Bijvoorbeeld ook dat noch “de Professor” noch de Baron uiteindelijk het echte hoofdpersonage zijn. Dat échte hoofdpersonage treedt maar heel kort op, als een soort van passant eigenlijk, maar als hij optreedt, staat de wereld even stil (niet meer dan a split-second, maar Krasznahorkai weet dat ogenblik wel mooi te beschrijven), op zijn minst de wereld binnen het stadje (niet met naam genoemd, maar uit alles blijkt dat het om Gyula gaat, de geboortestad van de auteur en de ouders van Albrecht Dürer, gelegen halverwege tussen Nagyvárad en Temesvár, maar dan nog net binnen de grenzen van het huidige Hongarije; een mooi stadje, zo kan ik uit eigen ervaring zeggen, maar zoals veel van de grensstadjes aldaar volkomen ingeslapen) waar het verhaal zich grotendeels afspeelt. Dat échte hoofdpersonage heeft ook niet zoveel te melden, behalve dat het een idioot idee is dat hij twee personages zou zijn (iets waar hij gelijk in heeft, maar waar ik niet dieper zal op ingaan, omdat u dat als lezer zelf wel mag ontdekken), maar de gevolgen van zijn passages (vooral de tweede dan) zijn enorm. De zedenles die daarmee gepaard gaat, is mij iets te veel van het ‘goede’ (ik zou meer werk van Krasznahorkai moeten lezen om er zeker van te zijn, maar hij lijkt zijn eigen volk minstens in die bladzijden te haten, iets waartoe – als ik een beetje op m’n eigen ervaringen met Hongaren mag af gaan – zeker niet meer reden is dan tot het haten van elk willekeurig volk op deze planeet), maar ik moest onwillekeurig denken aan C.S. Lewis’ De grote scheiding bij de beschrijving van die gevolgen.

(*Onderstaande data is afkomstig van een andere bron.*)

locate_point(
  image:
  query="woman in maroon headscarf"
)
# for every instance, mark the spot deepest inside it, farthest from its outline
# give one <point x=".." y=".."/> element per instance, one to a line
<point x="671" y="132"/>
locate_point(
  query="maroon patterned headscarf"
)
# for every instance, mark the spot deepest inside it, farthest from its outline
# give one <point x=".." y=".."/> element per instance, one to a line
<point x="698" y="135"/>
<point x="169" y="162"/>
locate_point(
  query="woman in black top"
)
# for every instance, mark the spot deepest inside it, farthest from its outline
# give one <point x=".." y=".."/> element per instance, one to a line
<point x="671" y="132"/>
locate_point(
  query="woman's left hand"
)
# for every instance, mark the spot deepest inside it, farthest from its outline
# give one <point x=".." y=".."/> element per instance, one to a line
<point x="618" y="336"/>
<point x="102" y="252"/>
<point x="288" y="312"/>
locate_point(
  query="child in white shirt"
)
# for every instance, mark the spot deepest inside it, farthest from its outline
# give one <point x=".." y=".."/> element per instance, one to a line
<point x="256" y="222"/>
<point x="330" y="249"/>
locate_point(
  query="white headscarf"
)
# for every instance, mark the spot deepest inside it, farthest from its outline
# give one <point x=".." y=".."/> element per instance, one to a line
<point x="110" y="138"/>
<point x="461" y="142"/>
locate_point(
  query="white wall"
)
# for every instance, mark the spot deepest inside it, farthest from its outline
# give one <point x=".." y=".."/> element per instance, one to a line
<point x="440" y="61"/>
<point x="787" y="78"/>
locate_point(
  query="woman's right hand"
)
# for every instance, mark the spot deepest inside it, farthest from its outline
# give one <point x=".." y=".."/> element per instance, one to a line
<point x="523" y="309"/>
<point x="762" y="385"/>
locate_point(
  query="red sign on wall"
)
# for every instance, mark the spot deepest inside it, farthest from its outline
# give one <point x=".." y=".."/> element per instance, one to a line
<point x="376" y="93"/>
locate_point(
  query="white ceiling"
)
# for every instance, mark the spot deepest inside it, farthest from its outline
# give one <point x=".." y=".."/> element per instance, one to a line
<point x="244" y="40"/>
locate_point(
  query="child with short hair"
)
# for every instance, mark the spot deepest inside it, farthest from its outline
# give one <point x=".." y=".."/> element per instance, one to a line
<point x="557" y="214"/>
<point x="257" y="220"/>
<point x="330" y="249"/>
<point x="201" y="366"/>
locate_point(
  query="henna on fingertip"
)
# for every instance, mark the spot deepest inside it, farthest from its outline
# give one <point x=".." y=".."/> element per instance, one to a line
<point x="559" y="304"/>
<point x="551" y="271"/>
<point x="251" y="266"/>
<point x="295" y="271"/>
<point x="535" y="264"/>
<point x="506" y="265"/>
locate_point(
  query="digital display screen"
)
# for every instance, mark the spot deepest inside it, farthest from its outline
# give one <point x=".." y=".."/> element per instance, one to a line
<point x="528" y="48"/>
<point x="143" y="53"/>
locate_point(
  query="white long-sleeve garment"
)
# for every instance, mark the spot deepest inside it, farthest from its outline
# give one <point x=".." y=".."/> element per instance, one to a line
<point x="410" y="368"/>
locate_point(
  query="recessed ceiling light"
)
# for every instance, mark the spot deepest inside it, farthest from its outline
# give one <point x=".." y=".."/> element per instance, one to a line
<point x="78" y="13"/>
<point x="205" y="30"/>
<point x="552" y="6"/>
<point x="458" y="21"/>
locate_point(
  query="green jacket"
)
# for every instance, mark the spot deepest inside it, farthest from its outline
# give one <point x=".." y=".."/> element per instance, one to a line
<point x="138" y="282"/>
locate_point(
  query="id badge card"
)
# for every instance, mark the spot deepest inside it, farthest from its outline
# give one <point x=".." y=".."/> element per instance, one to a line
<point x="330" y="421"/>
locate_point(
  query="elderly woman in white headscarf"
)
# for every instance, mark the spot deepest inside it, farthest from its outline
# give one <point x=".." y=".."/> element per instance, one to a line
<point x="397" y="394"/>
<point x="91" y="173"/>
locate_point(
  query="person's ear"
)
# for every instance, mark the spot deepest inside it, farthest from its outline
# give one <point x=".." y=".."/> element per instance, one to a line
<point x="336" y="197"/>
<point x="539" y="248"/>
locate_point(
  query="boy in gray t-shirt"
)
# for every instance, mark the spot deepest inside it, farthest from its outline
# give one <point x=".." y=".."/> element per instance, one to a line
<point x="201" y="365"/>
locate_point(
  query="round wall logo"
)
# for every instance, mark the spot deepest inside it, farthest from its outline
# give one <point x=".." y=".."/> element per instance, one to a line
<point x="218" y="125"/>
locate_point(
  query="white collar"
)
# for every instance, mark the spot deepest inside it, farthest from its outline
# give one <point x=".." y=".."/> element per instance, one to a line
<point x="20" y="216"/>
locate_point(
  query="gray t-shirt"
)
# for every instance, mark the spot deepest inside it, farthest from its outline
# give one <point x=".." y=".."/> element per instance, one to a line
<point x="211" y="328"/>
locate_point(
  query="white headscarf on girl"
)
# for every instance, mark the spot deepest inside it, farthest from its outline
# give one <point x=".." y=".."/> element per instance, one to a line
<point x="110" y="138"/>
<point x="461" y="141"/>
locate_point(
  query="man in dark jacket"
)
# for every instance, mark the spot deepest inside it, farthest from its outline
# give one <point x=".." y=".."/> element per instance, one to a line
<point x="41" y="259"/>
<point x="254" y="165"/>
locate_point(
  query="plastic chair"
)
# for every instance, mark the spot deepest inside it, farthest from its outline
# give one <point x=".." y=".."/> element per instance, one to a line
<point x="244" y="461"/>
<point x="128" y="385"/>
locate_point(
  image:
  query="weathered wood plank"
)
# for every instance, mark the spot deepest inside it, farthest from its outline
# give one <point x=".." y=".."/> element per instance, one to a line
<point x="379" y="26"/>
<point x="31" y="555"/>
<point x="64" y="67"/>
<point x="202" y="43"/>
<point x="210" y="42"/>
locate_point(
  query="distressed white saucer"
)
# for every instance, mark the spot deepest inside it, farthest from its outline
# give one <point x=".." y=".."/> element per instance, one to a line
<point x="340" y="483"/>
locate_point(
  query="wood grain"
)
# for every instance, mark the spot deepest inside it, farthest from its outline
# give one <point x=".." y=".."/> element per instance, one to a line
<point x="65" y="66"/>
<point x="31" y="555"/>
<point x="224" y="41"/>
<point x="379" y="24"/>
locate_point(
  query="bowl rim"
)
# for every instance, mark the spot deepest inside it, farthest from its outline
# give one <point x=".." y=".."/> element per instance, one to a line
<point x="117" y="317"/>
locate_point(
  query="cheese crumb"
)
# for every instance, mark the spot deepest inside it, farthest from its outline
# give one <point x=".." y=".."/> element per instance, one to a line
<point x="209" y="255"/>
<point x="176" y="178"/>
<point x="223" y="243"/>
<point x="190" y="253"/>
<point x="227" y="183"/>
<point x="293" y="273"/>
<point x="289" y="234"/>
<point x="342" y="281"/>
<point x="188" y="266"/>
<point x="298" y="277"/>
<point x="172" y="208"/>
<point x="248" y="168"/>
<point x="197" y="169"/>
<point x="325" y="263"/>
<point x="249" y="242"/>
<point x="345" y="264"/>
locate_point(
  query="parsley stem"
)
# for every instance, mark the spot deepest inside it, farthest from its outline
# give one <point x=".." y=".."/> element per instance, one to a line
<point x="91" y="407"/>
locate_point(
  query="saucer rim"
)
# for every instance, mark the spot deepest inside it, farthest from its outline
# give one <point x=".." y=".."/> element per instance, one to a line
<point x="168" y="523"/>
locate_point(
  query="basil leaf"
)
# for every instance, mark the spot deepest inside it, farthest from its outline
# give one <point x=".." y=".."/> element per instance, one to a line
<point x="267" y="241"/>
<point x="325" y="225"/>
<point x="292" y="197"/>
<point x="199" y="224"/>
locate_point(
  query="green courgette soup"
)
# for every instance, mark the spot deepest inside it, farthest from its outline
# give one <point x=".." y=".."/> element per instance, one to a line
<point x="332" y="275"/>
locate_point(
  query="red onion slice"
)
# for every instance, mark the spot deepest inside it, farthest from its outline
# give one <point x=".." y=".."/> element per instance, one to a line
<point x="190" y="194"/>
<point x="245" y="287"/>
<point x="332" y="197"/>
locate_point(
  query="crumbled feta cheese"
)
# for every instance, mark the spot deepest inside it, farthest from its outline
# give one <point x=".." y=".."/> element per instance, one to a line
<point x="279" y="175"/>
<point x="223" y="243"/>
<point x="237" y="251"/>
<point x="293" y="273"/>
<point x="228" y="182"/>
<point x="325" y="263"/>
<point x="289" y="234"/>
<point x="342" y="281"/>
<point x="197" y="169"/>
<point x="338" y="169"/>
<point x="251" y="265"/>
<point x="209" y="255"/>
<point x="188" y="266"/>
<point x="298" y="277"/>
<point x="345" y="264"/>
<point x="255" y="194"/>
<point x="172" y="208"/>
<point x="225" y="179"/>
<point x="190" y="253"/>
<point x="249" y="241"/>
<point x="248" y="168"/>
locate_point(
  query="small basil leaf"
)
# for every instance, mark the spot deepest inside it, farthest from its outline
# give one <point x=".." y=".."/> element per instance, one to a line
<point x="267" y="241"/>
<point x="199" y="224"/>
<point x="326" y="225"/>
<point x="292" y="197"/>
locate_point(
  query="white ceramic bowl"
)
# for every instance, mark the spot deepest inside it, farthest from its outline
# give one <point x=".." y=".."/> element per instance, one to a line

Bijvoorbeeld tenslotte dat boeken ondanks de schijnbaar willekeurige volgorde waarmee ik ze uit mijn rekken haal toch vaak raakvlakken blijken te hebben. Kort na lezing van Baron Wenckheim keert terug sprong Jean-Pierre Van Rossems Staat in staat van ontbinding in mijn handen, en hoewel dat laatste beslist postmoderner is (zij het ook leesbaarder) dan dat eerste blijken beide auteurs zich af en toe van dezelfde stilistische grapjes te bedienen. Op die van Van Rossem kom ik bij de bespreking van genoemd boek nog terug, maar bij Krasznahorkai is dit er één van: “dat moest hij er nog even aan toevoegen, voegde hij er nog even aan toe”. Of: “maar ik kan u verklappen, verklapte hij nu”. Of: “om zo te zeggen, zei hij zo”. Of een van de tientallen variaties daarop.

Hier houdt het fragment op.